To the lover of strong contrasts, of high lights and black shadows, of wonderful scenery, of great spaces, of all that is new and free and stirring, I recommend a trip to this dark, mysterious, violent and enchanting country. We two women only touched the surface of it, but we were ever conscious of much that we could not see, nor hear, nor formulate, but which exists in a land teeming with fierce and savage life.
CAROLINE KIRKLAND.
Foreword
H OW I should like to be a woman! It must be nice to lie back in your cushions and watch the men doing things which they think very clever, knowing all the time that you can do them very much better yourself if you only care to try.
For instance: I am convinced that if women were to take up the art of scouting they would easily beat men at the game.
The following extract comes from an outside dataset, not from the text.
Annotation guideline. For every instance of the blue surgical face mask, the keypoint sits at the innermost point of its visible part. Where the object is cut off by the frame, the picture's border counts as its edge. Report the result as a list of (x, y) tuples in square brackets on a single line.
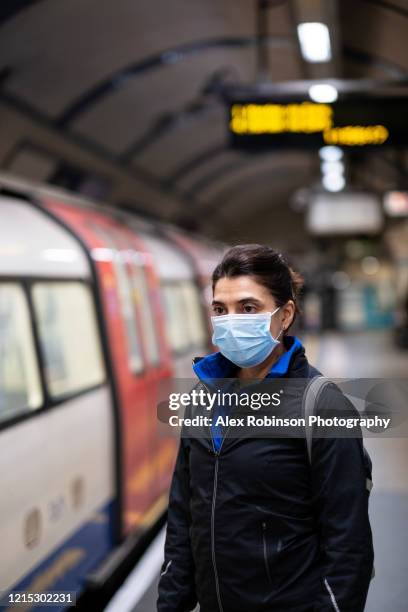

They have a greater natural gift of observation and a most uncannily clever knack of putting this and that together and then deducing meaning from the smallest signs.
Hence it comes that when women travel into the lesser-known countries of the world, as they frequently do nowadays, they bring this power of observation into play with remarkable results. And of all women in the world I would place our American cousins at the top of the list for this particular quality.
Unfortunately it is only too seldom that they record their impressions, but when they do their pages ripple with little touches both quaint and human which are the direct result of quick observation and which go to paint the character of countries and people far more vividly than the more erudite writings of the mere man who plods along basing his remarks very largely on what he has already read or been told of the country now spread out before him.
East Africa has only of recent years come within the range of civilized travel, and is still a land of romantic suggestion as well as of future interest, with an atmosphere of piracy and slave-trade still haunting its palm-grown coral inlets, where grave old Arab merchants roll in wealth derived from ivory both of the black as well as white variety. Here still you see barbaric tribes of naked warriors ready for blood with their war-songs and weapons. And you may yet snap the prehistoric rhinoceros on the same quarter-plate with a mighty modern locomotive on the Uganda line. Here too you can watch the Western white-clad pioneer at his work of pushing back the jungle to give room for future fields of commerce.
These and many more are things which have, it is true, been written about already by men connected with those parts, but in the present volume a lady-scout has taken them in hand from a different and less tedious point of view.